The French Revolution

By kay101
  • Period: to

    French Revolution

  • Estates General

    Estates General
    Louis proposed to tax the nobility so he had to call the Estates General to approve this new tax; it was the first meeting in 175 years.
  • Tennis Court Oath

    Tennis Court Oath
    The Oath was a pledge signed by 576 of the 577 members from the Third Estate who were locked out of a meeting of the Estates-General on 20 June 1789. They made a makeshift conference room inside a tennis court near the Palace of Versailles.
  • Storming of the Bastille

    Storming of the Bastille
    The prison in Paris known as the Bastille represented royal authority in the centre of Paris. While the prison only contained seven inmates at the time of its storming, its fall was the flashpoint of the French Revolution.
  • The Great Fear Begins

    The Great Fear Begins
    Fearful peasants armed themselves in self-defense and, in some areas, attacked manor houses.
  • Declaration of Rights of Man

    A fundamental document of the French Revolution, defining the individual and collective rights of all the estates of the realm as universal.
  • Women's March to Versailles

    Mobs of angry women stormed to Versailles, demanding bread.
  • Louis and Marie’s flight to Varennes

    King Louis XVI of France, his wife Marie Antoinette, and their immediate family attempted unsuccessfully to escape from Paris in order to initiate a counter-revolution.
  • Constitution of 1791

    The short-lived French Constitution of 1791 was the second written constitution of France.

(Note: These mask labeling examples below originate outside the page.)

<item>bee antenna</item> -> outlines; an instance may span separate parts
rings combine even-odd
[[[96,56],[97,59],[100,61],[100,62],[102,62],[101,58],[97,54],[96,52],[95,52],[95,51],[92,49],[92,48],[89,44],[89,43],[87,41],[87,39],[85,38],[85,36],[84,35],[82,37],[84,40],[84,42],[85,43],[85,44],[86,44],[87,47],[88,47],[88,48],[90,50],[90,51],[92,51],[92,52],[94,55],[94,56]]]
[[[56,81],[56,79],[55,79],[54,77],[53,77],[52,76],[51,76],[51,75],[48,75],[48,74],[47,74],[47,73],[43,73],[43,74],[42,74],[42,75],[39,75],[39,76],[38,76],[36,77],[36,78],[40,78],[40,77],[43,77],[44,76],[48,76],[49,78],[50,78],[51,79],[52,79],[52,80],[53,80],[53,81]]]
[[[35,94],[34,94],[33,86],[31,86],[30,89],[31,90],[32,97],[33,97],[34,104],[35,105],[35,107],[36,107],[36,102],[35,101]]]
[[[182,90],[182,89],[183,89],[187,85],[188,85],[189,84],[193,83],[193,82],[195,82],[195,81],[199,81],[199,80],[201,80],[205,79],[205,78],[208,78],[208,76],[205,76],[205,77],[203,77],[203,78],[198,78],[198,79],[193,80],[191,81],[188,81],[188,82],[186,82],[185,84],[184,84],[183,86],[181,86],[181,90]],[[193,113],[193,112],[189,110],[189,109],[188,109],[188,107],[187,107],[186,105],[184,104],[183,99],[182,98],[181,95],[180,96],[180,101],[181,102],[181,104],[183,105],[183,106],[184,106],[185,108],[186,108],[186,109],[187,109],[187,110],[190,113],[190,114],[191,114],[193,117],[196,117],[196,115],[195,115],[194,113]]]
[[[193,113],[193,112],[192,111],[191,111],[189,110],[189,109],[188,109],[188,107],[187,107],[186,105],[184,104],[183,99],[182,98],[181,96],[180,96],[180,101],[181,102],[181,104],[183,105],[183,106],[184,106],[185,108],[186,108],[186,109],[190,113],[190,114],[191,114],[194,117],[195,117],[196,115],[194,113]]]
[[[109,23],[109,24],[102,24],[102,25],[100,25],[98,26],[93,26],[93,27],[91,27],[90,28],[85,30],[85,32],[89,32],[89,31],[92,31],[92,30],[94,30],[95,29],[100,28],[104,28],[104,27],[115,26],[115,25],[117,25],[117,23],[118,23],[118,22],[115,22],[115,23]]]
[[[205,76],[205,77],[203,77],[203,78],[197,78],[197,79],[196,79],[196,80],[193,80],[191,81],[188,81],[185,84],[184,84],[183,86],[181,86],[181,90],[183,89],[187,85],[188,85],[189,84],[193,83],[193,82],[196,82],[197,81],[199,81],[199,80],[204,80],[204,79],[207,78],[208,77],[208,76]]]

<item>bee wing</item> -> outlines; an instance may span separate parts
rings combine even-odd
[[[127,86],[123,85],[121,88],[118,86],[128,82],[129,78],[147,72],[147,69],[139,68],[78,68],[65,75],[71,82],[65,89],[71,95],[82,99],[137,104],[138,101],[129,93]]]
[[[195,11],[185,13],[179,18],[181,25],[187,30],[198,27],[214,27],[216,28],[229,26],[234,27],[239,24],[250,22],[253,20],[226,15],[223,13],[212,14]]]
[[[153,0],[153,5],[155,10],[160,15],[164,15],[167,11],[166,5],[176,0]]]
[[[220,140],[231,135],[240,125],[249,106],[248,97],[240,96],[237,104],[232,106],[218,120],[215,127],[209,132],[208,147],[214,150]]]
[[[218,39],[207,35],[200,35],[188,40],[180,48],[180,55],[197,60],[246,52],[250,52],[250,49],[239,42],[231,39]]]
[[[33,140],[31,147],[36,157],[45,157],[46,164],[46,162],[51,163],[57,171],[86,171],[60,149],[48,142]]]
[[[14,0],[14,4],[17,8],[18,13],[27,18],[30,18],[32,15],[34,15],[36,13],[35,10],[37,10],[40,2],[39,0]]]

It redefined the way the French government should be organized.
  • Brunswick Manifesto

    The manifesto promised that if the French Royal family was not harmed, then the Allies would not harm French civilians or loot.
  • National Convention

    The National Convention held executive power in France during the first years of the French First Republic.
  • Reign of Terror

    The Reign of Terror was a period of violence that occurred after the onset of the French Revolution, caused by conflict between rival political factions, the Girondins and the Jacobins, and marked by mass executions of "enemies of the revolution."
  • Directory

    The Directory was a body of five Directors that held executive power in France following the Convention and preceding the Consulate.
  • Napolean Takes Over

    Napolean was the most powerful person in France as the First Consul.
  • Concordat of 1801

    The Concordat of 1801 was an agreement between Napoleon and Pope Pius VII. It solidified the Roman Catholic Church as the majority church of France and brought back most of its civil status.
  • Louisiana Purchase

    The US purchased the territory of Louisiana from France.
  • Napoleanic Code

    The code forbade privileges based on birth, allowed freedom of religion, and specified that government jobs go to the most qualified.
  • Napolean Becomes Emperor

    As Napoleon I, he was Emperor of the French from 1804 to 1815.
  • Battle of Trafalgar

    A sea battle fought between the British Royal Navy and the combined fleets of the French Navy and Spanish Navy, during the War of the Third Coalition
  • Continental System

    The Continental System was the foreign policy of Napoleon in his struggle against the United Kingdom of Great Britain and Ireland during the Napoleonic Wars.
  • Peninsular War

    The Peninsular War was a war between France and the allied powers of Spain, the United Kingdom, and Portugal for control of the Iberian Peninsula during the Napoleonic Wars.
  • Russian Invasion

    The turning point in the Napoleanic Wars. France was badly defeated and the country's power was weakend.
  • Exile to Elba

    Napolean is exiled to the island of Elba.
  • Battle of Waterloo

    Napoleon's army is defeated by the members of the Seventh Coalition. This defeat ended Napoleon's rule.
  • Exile to St. Helena

    Napoleon is imprisoned and then exiled to the island of Saint Helena in the Atlantic Ocean.